# Hoppers...



## RnF (Sep 25, 2007)

... are on fire, get out and fish!


----------



## HighNDry (Dec 26, 2007)

Tomorrow!


----------



## Packfish (Oct 30, 2007)

High and Dry---- I'll be there first.


----------



## HighNDry (Dec 26, 2007)

Yeah, since I just found out I have to get a couple tires on my vehicle before I head out. Blown tire puts me back a few hours, maybe even a day!

Where you headed? PM or email if you want.


----------



## flyguy7 (Sep 16, 2007)

I was on the MP the past several days and fish were eating the hopper but they were eating caddis and PMD dries a hell of a lot better. Good numbers of big October caddis are showing up, especially on the lower river from the north fields all the way through charleston.


----------



## RnF (Sep 25, 2007)

At what time? It was on between 10am and 1pm for me. After it heated up, they stopped going for it, but during those times they went nuts. I saw those Caddis too, very big (at least I did the night before)


----------



## Packfish (Oct 30, 2007)

HD- Didn't see a PM sign on your profile- can't get out today- worked bogged down.
I'd be up where you asked me about a week or so ago- it's been very good on sunny days.
There is a section that is much better than the others though. Email me if you have time.


----------



## flyguy7 (Sep 16, 2007)

I was near the dam yesterday and the PMDs started around 11:30 yesterday and fish were still eating them when I left at 4:30. The caddis have been around all day. The best hatches I have seen of the big caddis have been from Midway north (mailboxes) up about 2 miles. A #14 or #16 stimulator has worked wonders, especially in the fast water.


----------



## HighNDry (Dec 26, 2007)

Has this been the best hopper year or what?
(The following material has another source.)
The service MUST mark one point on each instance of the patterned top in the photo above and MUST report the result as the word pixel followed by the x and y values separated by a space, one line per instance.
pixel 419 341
Fantastic hopper year! They are everywhere and the fishing has been great! Sippers, slashers, smashers!

I'm lovin' it!

Going again Saturday.


----------



## RnF (Sep 25, 2007)

HighNDry said:


> Has this been the best hopper year or what?
> 
> Fantastic hopper year! They are everywhere and the fishing has been great! Sippers, slashers, smashers!
> 
> ...


Me too!

You can thank the wet winter/spring, grew lots of tall grass for them to eat. It's been great and probably will be for another month.


----------



## splitshot (Jun 20, 2008)

I hit the Ogden today for an extended "lunch hour". I started about a quarter mile up from the mouth of the canyon and was having very little success until I switched over to a parachute hopper. First or second cast got me a brown that measured 14". A couple of 10" - 12" browns followed. Didn't see anyone else out. Water is fairly low and clear, and the fish can be found in practically every pocket and run. Finally busted the trout slump. I was almost ready to smash my **** rod it had been so long since I caught a trout. Guess thats how it goes sometimes.


----------



## Nueces (Jul 22, 2008)

splitshot said:


> Finally busted the trout slump. I was almost ready to smash my **** rod it had been so long since I caught a trout. Guess thats how it goes sometimes.


Hey Splitshot,

Glad you hooked up some fish. Sounds like the action was great, if you have the right fly on it's hard to keep them off. If you have the wrong fly, sometimes it is hard to catch them.


----------